L'intento di Polanski era quello di rendere omaggio ai grandi film gialli degli anni 40/50 con la loro placida atmosfera, il lento sviluppo della trama. Chinatown ricalca questi schemi e la straordinaria fotografia di John Alonzo ci riporta indietro proprio in quegli anni, tra il legno degli uffici investigativi, l'acre odore del tabacco, tra i colori ingialliti degli abiti. E' questo lo scenario in cui vive e lavora Jake Gittes (Jake Nicholson) che assunto per un caso di infedeltà, rimane suo malgrado coinvolto in una serie di omicidi ed eventi direttamente collegati alla politica e alla corruzione.

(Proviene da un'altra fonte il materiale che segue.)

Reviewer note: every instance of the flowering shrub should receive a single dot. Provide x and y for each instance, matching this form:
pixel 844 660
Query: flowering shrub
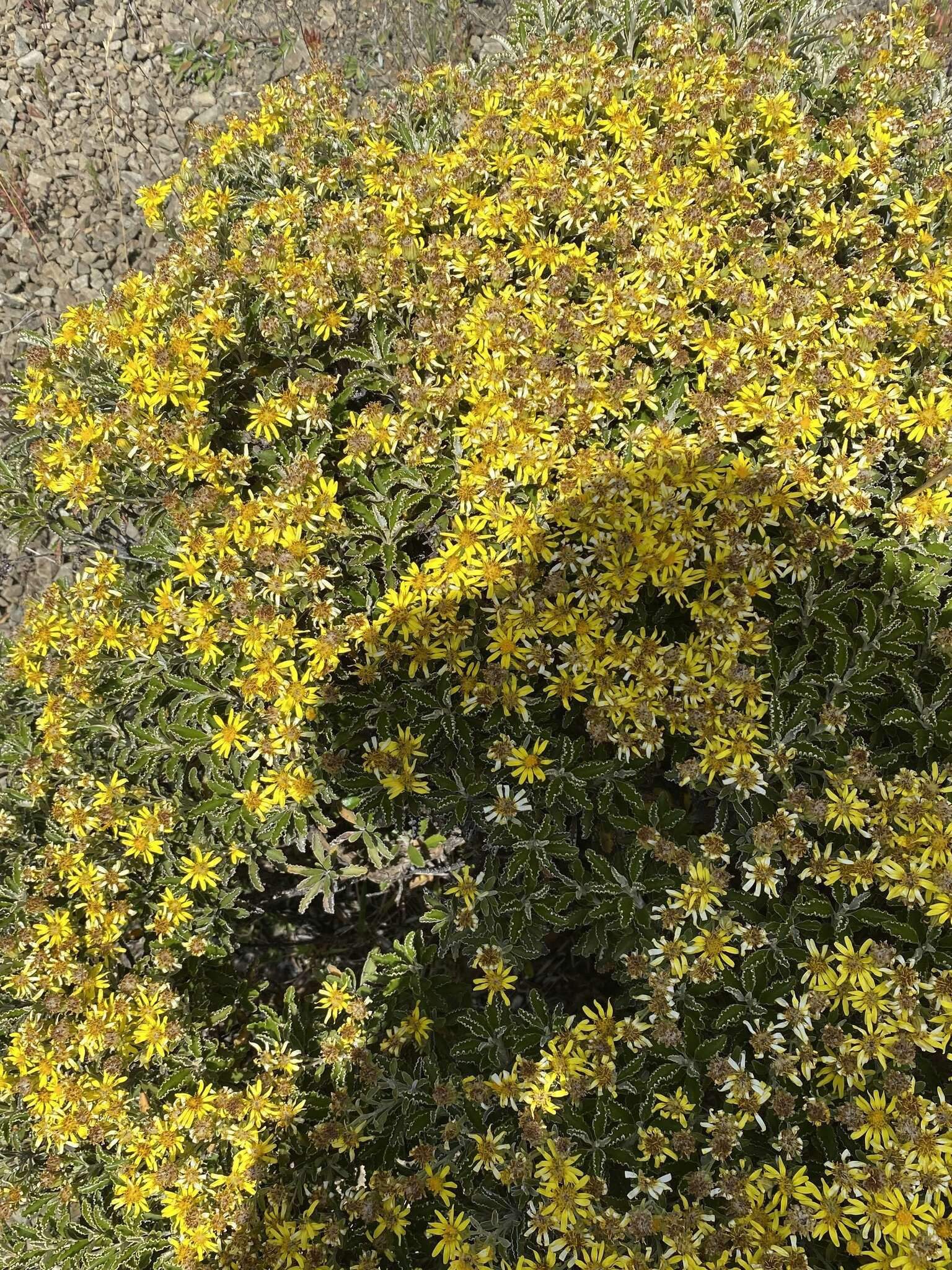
pixel 487 797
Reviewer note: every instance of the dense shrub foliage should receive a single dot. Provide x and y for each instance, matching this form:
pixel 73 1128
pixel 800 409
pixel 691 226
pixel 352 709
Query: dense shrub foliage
pixel 487 798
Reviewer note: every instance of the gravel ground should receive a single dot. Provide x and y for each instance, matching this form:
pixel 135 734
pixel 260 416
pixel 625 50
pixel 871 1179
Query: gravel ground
pixel 98 98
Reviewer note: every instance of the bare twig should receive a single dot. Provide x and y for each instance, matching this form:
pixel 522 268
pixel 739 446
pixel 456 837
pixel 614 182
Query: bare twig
pixel 19 211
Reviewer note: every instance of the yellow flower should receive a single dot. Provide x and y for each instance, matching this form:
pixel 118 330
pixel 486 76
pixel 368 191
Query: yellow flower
pixel 200 870
pixel 528 765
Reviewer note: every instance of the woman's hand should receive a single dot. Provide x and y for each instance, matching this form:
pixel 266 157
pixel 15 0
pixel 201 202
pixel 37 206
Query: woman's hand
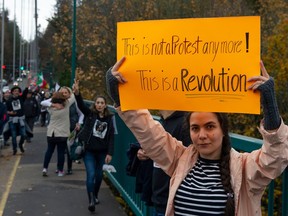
pixel 116 73
pixel 265 84
pixel 75 87
pixel 142 155
pixel 259 80
pixel 113 78
pixel 108 159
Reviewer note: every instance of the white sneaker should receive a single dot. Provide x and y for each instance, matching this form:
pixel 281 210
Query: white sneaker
pixel 44 172
pixel 61 173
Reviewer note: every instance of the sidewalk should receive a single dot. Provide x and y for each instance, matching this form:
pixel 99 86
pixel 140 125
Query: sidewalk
pixel 23 190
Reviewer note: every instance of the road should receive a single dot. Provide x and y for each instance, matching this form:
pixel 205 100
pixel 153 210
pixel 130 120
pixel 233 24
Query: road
pixel 24 191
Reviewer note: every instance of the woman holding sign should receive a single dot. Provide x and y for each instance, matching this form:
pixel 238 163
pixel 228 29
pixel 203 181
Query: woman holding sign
pixel 209 177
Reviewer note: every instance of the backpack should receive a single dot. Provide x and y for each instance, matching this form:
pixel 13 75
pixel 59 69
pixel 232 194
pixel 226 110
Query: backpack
pixel 75 147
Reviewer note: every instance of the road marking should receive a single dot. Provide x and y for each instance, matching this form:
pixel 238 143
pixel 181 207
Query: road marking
pixel 9 185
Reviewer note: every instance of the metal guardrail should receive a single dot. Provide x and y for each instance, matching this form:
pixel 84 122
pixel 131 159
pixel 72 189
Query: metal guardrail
pixel 126 184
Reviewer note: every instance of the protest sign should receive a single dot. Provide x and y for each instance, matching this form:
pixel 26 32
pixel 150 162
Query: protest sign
pixel 197 64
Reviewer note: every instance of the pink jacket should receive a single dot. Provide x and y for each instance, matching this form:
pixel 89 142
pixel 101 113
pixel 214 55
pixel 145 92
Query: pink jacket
pixel 250 172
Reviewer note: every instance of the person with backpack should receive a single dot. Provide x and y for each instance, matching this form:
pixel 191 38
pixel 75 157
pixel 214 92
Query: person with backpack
pixel 97 136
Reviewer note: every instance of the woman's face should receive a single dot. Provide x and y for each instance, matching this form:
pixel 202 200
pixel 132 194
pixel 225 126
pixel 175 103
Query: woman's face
pixel 100 105
pixel 206 134
pixel 65 92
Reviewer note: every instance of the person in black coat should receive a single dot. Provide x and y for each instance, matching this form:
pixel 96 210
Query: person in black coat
pixel 31 111
pixel 15 111
pixel 97 135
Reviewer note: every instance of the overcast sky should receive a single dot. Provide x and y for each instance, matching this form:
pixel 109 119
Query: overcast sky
pixel 27 23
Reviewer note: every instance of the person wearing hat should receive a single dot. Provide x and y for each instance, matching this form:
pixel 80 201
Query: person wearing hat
pixel 16 117
pixel 6 132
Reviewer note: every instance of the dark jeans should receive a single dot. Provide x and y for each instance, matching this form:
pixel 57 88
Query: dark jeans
pixel 30 122
pixel 69 161
pixel 15 129
pixel 94 163
pixel 61 143
pixel 155 213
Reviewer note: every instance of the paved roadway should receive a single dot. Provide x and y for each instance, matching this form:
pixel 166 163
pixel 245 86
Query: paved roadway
pixel 23 190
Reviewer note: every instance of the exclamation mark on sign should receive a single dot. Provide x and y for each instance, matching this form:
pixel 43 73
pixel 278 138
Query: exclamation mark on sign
pixel 247 41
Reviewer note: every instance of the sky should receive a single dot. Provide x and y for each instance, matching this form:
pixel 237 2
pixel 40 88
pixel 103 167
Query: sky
pixel 27 23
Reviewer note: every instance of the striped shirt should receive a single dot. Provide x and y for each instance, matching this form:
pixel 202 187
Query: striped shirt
pixel 201 192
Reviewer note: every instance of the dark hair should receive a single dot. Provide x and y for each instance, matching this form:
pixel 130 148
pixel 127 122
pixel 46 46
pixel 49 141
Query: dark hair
pixel 224 162
pixel 106 110
pixel 58 97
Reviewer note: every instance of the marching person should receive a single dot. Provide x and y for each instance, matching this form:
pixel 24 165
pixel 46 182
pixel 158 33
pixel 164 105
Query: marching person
pixel 98 138
pixel 209 177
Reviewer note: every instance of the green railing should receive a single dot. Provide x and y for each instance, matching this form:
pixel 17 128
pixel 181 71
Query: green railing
pixel 126 184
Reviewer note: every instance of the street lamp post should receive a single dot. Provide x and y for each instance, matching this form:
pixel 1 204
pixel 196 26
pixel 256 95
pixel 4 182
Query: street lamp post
pixel 2 48
pixel 73 65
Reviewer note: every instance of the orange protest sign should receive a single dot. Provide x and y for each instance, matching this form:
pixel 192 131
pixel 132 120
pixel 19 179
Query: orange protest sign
pixel 190 64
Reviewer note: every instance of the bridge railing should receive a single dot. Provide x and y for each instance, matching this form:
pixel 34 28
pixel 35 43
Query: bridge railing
pixel 126 184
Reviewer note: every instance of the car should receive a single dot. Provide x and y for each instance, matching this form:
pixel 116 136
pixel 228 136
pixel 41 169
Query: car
pixel 3 82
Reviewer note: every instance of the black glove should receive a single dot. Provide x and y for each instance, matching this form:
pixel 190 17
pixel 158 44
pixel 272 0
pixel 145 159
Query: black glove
pixel 272 118
pixel 112 87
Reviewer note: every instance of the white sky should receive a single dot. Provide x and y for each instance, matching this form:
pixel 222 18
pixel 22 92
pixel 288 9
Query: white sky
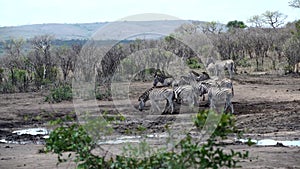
pixel 23 12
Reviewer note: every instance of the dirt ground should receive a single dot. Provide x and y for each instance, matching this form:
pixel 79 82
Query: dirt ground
pixel 266 106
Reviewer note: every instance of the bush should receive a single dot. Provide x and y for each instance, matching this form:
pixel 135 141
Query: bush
pixel 193 63
pixel 187 154
pixel 63 92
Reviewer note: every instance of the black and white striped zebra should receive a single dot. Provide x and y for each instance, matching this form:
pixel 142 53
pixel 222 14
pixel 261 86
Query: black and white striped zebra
pixel 185 94
pixel 220 94
pixel 156 94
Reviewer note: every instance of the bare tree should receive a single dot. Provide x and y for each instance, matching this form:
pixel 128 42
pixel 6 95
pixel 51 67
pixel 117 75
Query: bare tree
pixel 256 20
pixel 211 27
pixel 274 19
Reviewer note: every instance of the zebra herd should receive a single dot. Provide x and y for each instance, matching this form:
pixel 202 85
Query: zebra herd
pixel 187 89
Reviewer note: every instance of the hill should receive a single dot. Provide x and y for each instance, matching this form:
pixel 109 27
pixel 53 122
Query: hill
pixel 86 30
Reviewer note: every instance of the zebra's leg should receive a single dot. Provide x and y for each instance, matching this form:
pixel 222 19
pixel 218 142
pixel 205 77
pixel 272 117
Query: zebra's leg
pixel 170 104
pixel 154 106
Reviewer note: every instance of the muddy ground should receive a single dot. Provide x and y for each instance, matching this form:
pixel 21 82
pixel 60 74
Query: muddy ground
pixel 266 106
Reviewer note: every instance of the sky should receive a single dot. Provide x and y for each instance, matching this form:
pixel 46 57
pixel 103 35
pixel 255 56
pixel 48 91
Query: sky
pixel 24 12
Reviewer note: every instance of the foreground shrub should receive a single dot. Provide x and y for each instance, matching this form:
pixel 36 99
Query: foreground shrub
pixel 187 154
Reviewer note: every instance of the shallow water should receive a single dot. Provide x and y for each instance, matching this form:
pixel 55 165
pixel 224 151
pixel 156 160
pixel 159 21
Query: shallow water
pixel 271 142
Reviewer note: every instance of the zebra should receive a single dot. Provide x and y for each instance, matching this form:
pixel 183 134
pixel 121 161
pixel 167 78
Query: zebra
pixel 155 94
pixel 185 93
pixel 216 94
pixel 225 64
pixel 165 81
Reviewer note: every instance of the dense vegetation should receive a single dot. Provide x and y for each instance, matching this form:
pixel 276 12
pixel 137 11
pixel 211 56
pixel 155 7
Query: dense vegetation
pixel 43 62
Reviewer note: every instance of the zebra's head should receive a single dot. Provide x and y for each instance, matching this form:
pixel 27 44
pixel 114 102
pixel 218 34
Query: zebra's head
pixel 158 78
pixel 202 77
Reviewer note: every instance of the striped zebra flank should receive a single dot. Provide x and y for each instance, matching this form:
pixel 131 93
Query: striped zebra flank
pixel 186 94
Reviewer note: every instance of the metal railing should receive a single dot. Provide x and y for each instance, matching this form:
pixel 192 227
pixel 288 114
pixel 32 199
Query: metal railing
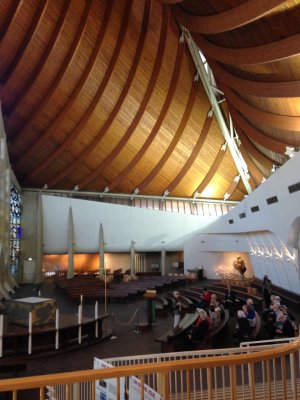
pixel 256 372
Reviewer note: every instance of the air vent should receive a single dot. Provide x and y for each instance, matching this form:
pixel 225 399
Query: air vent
pixel 272 200
pixel 294 188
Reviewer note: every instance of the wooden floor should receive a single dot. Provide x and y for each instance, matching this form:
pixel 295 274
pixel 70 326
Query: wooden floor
pixel 123 320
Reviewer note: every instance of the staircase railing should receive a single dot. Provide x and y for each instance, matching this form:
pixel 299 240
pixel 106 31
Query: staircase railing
pixel 257 372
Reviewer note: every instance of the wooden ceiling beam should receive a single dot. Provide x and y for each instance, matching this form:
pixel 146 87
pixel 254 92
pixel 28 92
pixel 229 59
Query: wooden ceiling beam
pixel 256 175
pixel 233 186
pixel 142 107
pixel 175 140
pixel 35 72
pixel 37 18
pixel 269 143
pixel 252 150
pixel 62 73
pixel 212 170
pixel 170 94
pixel 259 54
pixel 235 17
pixel 193 155
pixel 253 87
pixel 284 122
pixel 72 99
pixel 10 17
pixel 157 125
pixel 108 122
pixel 72 136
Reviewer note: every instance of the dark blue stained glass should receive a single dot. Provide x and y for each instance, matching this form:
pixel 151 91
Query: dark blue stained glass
pixel 15 229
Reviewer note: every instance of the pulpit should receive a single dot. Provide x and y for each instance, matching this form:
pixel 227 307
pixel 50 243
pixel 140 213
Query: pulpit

L'impalcatura narrativa di "Chinatown" è quella tipica dei film noir precedenti: la presenza di due protagonisti, uno maschile e uno femminile. L'uno che indaga e l'altra che essendo la bella del film arriva ad avere qualche tipo di relazione con il corrispondente maschile. Inoltre la complicata vicenda unita alla regia di Polanski, alle musiche di Jerry Goldsmith e alle straordinarie interpretazioni di Nicholson e della splendida Faye Dunaway, contribuiscono a rendere Chinatown un grande esempio di cinema anni quaranta negli anni settanta.
Un film curato in ogni minimo particolare che delizia per ironia e affascina per mistero. E' impossibile rimanere indefferenti davanti all'atmosfera ricreata in questo film, impossibile non rimanere affascinati dal solito ghigno sul viso di Nicholson, questa volta con il suo grande cerotto sul naso. Tutto contribuisce a renderlo un capolavoro assoluto, compresa la sensualità struggente della Dunaway, che al pari di Jack Nicholson dona un'interpretazione che è rimasta negli annali della storia del cinema.
Un film in cui Polanski riversa la dualistica condizione umana: molti aristocratici e politici nelle loro grandi case ammodernate, molti personaggi della stessa Chinatown, infima realtà rispetto alle ville dei "grandi". E' proprio Chinatown il luogo del Male, inteso in tutta la sua essenza. Il luogo dove tutto torna, dove la storia si conclude. E' la place perfetta per la fine della vicenda e non poteva essere altrimenti.
Chinatown, oltre ad essere un film prettamente giallo è anche un dramma comune a tutte le persone: sono sempre i "cattivi" ad avere il meglio, con la loro meschinità e stupidità. Il dramma di tutti a cui si contrappone la figura ironica e a tratti insicura dell'investigatore Gittes. Interessante inoltre il ruolo che Polanski ha attribuito all'acqua, che in Chinatown diventa archè, principio primo di tutti gli eventi successivi, collegata in qualche modo a essi.
Un capolavoro del cinema. Un gomitolo narrativo che si dipana lentamente tra noir, giallo, poliziesco, dramma, comicità e si evolve in maniera tragicamente sublime nell'ultima memorabile sequenza.
Premio oscar nel 1975 per la miglior sceneggiatura originale.